SOFIA ist das weltweit einzige Observatorium, das solche Messungen ermöglicht. Ich finde es ist ein sehr spannendes und vielfältiges Projekt. Für solche Einsätze wird SOFIA wohl innerhalb der infrarot-astronomischen Community immer begehrter werden. Drücken wir Ted Dunham und dem ganzen Team die Daumen, dass sie hochwertige Ergebnisse mit diesem Flug erzielen. Den Groundtrack und die aktuelle Höhe von SOFIA kann man wie immer auf FlightAware verfolgen.

Wer mehr über SOFIA lesen will, dem sei das aktuelle (Juli-)Heft "Bild der Wissenschaft" ans Herz gelegt. Wissenschaftsjournalist Thomas Bührke berichtet darin ausführlich über einen SOFIA-Flug, auf dem ich ihn Mitte April begleitet habe.

Update, 23. Juni 2011: Die Mission war erfolgreich.

Update, 24. Juni 2011: Die NASA hat gerade eine Pressemitteilung zum SOFIA-Flug veröffentlicht.

Darin heißt es: "Okkultationen geben uns die Möglichkeit, Druck-, Dichte- und Temperatur-Verteilungen der Pluto-Atmosphäre zu messen, ohne die Erde zu verlassen", sagte Ted Dunham vom Lowell Observatorium in Flagstaff (US-Bundesstaat Arizona). Dunham ist leitender Wissenschaftler auf SOFIA während der Pluto-Beobachtungen. "Da wir in der Lage waren, SOFIA so nahe an das Zentrum der Okkultation heranzufliegen, konnten wir eine kleine, ausgedehnte aber eindeutige Aufhellung in der Nähe der Mitte der Okkultation beobachten. Diese Veränderung wird es uns ermöglichen, die Pluto-Atmosphären in niedrigeren Schichten zu erforschen als es durch Sternen-Okkultationen üblicherweise möglich ist."

Bild rechts: SOFIA's Flugweg am 23. Juni 2011. Bild: FlightAware.

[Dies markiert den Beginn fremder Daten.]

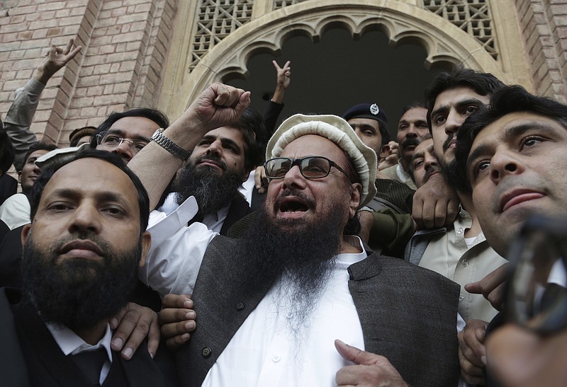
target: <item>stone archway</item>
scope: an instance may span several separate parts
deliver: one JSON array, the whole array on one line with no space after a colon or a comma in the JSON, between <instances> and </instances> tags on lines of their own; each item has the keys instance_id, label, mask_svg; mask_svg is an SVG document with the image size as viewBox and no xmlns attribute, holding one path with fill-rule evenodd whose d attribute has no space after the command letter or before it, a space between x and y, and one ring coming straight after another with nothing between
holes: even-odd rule
<instances>
[{"instance_id":1,"label":"stone archway","mask_svg":"<svg viewBox=\"0 0 567 387\"><path fill-rule=\"evenodd\" d=\"M243 25L218 43L187 74L186 58L176 52L167 75L159 107L172 117L180 115L208 84L238 75L245 77L247 60L257 52L277 52L290 36L303 35L317 41L326 29L339 25L353 37L380 29L393 45L418 44L427 53L426 67L461 63L508 80L499 64L466 33L427 11L394 0L328 0L325 4L305 1L289 6ZM188 34L184 34L186 37Z\"/></svg>"}]
</instances>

"Dies war der erste konkrete Fall, in dem SOFIA seine Fähigkeiten insbesondere als mobiles Observatorium unter Beweis gestellt hat", sagte der SOFIA-Programm-Manager der NASA, Bob Meyer. "Plutos Schatten bewegte sich mit 85.000 Kilometern pro Stunde über einen größtenteils leeren Teil des Pazifik. SOFIA flog von seinem Heimatflughafen in Südkalifornien mehr als 2900 Kilometer auf den Pazifik hinaus, um das Zentrum des Pluto-Schattens zum richtigen Zeitpunkt zu erreichen - und es ist das einzige Observatorium, das dazu in der Lage ist."

In der NASA-Pressemitteilung heißt es weiter auf englisch:

There were some tense moments for SOFIA's international science team in the minutes leading up to Thursday's occultation. The precise position of Pluto in relation to Earth could not be sufficiently refined until a few hours before the event. That evening, a Lowell astronomer used facilities at the U.S. Naval Observatory in Flagstaff to take multiple photographs of Pluto and the star. Those data were passed to collaborators at the Massachusetts Institute of Technology (MIT) in Cambridge, Mass., who refined their prediction of the exact position and timing of Pluto's shadow track.

About two hours before the occultation, the MIT group contacted SOFIA in-flight with the news that the center of the shadow would cross 125 miles (200 km) north of the position on which the airborne observatory's flight plan had been based. After recalculating and filing a revised flight plan, SOFIA's flight crew and science team had to wait an anxious 20 minutes before receiving permission from air traffic control to alter the flight path accordingly.

Update, 30. Juni 2011: NASA-Kollege Brent Cobleigh hat auch einen schönen Blogbeitrag zu dem Flug geschrieben.